Chief executive David Prentice said the key drivers of the reduction in ebitdaf were a reduction in the ‘fair value’ of the company’s carbon credits after a gain in the prior year (net difference of $12m), along with additional new generation development expenditure ($6m) and a difference in the allocation of corporate costs ($5m).
“The first six months of the financial year was certainly a challenge,” Prentice said.
In the first quarter, the company navigated low hydro flows and high prices, and then in the second quarter it was strong hydro flows and low prices.
“Things settled down in the second half of the year, and the final quarter of the year finished particularly strongly with solid wholesale prices and strong generation volumes,” he said.
Manawa’s $150m bond issue was well supported.
The company declared an 8.5 cents per share dividend, taking the full-year dividend to 16 cents a share.

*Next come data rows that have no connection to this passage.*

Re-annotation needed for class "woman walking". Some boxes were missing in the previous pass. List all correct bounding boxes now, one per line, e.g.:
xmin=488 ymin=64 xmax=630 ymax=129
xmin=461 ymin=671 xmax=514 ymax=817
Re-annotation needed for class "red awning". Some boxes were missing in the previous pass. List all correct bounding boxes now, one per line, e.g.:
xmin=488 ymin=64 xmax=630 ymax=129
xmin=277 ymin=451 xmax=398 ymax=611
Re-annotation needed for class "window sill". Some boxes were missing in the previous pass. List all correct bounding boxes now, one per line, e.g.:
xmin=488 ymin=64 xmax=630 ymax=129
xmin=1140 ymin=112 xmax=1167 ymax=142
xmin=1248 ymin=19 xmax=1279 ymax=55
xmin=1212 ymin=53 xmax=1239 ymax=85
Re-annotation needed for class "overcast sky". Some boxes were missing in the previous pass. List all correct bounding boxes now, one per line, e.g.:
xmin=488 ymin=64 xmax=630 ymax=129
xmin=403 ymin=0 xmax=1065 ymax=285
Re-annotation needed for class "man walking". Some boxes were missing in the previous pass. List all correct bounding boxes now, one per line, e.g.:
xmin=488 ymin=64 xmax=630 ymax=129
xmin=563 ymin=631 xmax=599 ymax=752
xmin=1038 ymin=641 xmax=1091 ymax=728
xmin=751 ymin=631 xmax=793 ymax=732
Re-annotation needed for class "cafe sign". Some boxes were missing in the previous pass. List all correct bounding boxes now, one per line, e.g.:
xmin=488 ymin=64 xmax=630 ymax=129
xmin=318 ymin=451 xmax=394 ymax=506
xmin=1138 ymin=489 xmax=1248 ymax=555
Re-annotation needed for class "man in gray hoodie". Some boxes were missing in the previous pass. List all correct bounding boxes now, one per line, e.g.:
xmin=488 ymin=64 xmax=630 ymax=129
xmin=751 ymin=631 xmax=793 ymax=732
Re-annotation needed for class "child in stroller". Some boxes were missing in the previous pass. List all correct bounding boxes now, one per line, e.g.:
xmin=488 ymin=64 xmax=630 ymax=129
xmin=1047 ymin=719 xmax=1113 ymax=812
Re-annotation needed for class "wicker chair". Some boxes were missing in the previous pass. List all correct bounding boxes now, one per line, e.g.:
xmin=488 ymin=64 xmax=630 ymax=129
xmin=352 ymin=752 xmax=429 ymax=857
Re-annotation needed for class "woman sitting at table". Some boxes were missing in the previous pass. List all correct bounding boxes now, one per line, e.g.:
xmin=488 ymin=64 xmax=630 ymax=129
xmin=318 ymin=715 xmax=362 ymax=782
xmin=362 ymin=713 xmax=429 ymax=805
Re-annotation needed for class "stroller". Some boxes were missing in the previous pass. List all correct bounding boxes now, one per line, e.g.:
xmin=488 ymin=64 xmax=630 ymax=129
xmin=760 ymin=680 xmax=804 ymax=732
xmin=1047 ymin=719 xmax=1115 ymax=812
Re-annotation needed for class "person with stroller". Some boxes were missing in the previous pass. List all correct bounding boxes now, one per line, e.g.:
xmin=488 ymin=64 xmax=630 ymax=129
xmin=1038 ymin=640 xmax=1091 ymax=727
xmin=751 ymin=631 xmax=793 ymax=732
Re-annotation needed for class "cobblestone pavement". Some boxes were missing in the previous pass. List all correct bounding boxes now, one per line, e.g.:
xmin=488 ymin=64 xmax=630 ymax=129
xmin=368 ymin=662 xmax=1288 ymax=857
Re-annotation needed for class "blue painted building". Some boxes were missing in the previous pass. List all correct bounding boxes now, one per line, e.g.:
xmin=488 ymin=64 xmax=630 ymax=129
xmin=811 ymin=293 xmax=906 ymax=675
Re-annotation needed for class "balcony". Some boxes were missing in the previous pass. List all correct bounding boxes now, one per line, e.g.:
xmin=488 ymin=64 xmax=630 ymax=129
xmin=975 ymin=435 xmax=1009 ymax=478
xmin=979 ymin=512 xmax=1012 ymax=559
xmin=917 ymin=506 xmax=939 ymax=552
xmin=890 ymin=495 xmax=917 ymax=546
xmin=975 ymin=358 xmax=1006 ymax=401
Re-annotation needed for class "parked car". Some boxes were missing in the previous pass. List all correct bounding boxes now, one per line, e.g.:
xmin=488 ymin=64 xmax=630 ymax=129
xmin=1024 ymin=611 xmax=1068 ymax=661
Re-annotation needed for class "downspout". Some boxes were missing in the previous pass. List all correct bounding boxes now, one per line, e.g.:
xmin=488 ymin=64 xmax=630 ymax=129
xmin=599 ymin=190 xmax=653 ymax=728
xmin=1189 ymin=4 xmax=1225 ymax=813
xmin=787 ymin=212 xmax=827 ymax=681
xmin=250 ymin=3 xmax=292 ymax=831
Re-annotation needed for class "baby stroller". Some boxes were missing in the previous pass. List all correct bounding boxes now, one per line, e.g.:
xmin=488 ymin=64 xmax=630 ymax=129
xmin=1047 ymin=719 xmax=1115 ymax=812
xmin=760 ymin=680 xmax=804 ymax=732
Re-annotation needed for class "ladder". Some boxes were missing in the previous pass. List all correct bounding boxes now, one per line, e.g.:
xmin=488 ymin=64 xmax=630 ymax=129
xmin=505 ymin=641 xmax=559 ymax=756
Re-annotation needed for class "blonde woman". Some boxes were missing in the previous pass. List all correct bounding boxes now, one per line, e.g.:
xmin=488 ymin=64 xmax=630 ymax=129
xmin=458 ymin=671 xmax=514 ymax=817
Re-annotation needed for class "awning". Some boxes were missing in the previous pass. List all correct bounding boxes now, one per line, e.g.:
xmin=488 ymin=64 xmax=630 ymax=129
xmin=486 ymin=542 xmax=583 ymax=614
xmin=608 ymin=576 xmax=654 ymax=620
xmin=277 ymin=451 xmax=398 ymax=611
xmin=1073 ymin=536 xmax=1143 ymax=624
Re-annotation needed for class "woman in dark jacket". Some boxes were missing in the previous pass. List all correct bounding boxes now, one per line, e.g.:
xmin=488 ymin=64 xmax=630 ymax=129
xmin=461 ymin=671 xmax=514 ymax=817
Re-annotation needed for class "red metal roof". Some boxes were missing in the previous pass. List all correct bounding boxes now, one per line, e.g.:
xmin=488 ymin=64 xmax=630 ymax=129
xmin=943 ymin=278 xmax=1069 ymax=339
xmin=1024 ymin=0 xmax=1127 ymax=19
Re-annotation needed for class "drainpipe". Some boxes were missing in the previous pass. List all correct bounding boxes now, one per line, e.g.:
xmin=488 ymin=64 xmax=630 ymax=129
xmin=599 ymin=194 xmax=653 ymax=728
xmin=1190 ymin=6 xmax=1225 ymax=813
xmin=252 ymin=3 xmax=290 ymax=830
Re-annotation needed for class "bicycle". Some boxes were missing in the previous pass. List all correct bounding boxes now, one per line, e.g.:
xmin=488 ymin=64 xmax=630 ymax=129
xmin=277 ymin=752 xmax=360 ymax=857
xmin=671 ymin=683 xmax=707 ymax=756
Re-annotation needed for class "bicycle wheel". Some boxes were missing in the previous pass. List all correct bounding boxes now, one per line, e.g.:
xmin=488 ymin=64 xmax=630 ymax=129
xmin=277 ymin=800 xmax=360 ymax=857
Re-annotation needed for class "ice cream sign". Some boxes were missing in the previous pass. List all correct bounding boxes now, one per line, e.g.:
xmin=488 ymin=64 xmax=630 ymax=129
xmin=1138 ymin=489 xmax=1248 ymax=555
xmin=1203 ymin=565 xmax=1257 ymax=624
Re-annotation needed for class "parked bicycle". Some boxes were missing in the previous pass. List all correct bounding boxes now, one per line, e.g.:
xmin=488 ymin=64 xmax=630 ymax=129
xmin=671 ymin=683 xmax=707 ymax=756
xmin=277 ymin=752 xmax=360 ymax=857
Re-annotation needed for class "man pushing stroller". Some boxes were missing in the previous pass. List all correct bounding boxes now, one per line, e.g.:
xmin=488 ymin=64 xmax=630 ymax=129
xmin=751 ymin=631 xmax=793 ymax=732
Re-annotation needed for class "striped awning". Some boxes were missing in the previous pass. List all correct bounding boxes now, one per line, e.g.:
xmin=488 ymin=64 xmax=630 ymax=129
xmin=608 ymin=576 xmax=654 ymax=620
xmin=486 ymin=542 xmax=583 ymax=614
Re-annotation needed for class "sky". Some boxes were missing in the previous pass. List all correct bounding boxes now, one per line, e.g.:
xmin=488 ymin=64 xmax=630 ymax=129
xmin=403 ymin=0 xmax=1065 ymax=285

Prentice said the company had initially focused on relaunching as Manawa Energy.
“We have a diverse portfolio of existing renewable generation assets, strong development capability, a supportive major shareholder, and significant, flexible funding ability,” he said.
The company reported total electricity generation of 1917 gigawatt hours, up nine per cent on the 1760 gigawatt hours generated in 2022.
Manawa said important milestones were achieved across the new developments pipeline and the ongoing asset enhancement programme.
Prentice said Manawa’s pipeline of potential wind and solar developments had increased further to more than 900 megawatts over the past 11 months.
“We know Aotearoa New Zealand needs a huge amount of investment in renewable generation over the coming decades – this is inextricably linked to our strategy.
“We’re working hard to ensure we’re playing our part in meeting the rising tide of demand for electricity,” he said.
“As part of the portfolio of development options we are considering, we are advancing work on a 28-megawatt solar farm adjacent to the Argyle power station, part of our Branch River hydro scheme in Marlborough.”
Manawa anticipates this project will, if pursued, deliver enough electricity to power around 8,000 average homes.
The site had a great solar resource, excellent access to transmission, good construction characteristics, and was close to resources at the Argyle station.
“If it proceeds, we estimate the solar farm will cost around $55-60m to construct and we hope it will be up and running by 2026.”
Manawa’s announced earlier this month that it was pursuing the 230MW Project Huriwaka wind development in the central North Island.
“If it proceeds, it is expected to generate around 800GWh of electricity each year.”
Manawa said it was investing heavily in its existing generation assets and that it was on track to be delivering around an extra 80 gigawatt hours of electricity per year from these assets by the 2028 financial year.
Asset enhancement projects had been completed at the Branch River and Cobb River schemes, and major projects were also in full swing at the Waipori and Deep Stream schemes.
Manawa’s net profit came to $444m, up from $120m in the previous year, underpinned by the successful sale of the Trustpower mass market retail business early in the year.
Looking ahead, Manawa said it continued to be largely insulated from the high inflationary environment in Aotearoa New Zealand, with its revenue streams mostly linked to wholesale pricing or inflation-indexed contracts.
Prentice said there were headwinds from general cost inflation, particularly for new development project returns and major enhancement projects, but these were expected to be largely offset by projected increases in future wholesale electricity prices.
He said the company’s capital expenditure programme over the next three years was going to be significant.
The company’s guidance is unchanged from the detailed information provided in March 2023. Ebitdaf in FY24 is expected to be in the range of $120m to $140m, assuming wholesale prices remain materially in line with the current ASX forward curve, average hydrological conditions, operational expenditure of around $8m in relation to new developments, no material adverse events, and generation volumes of approximately 1915 gigawatt hours.
Capital expenditure over is expected to be in the range of $65m-$80m.
“It will undoubtedly continue to be a period of huge change and opportunity in the renewable energy sector,” Prentice said.
“We’re excited about the future as we continue to bring our strategy to life, creating value as we play our part in powering a sustainable future for Aotearoa New Zealand.”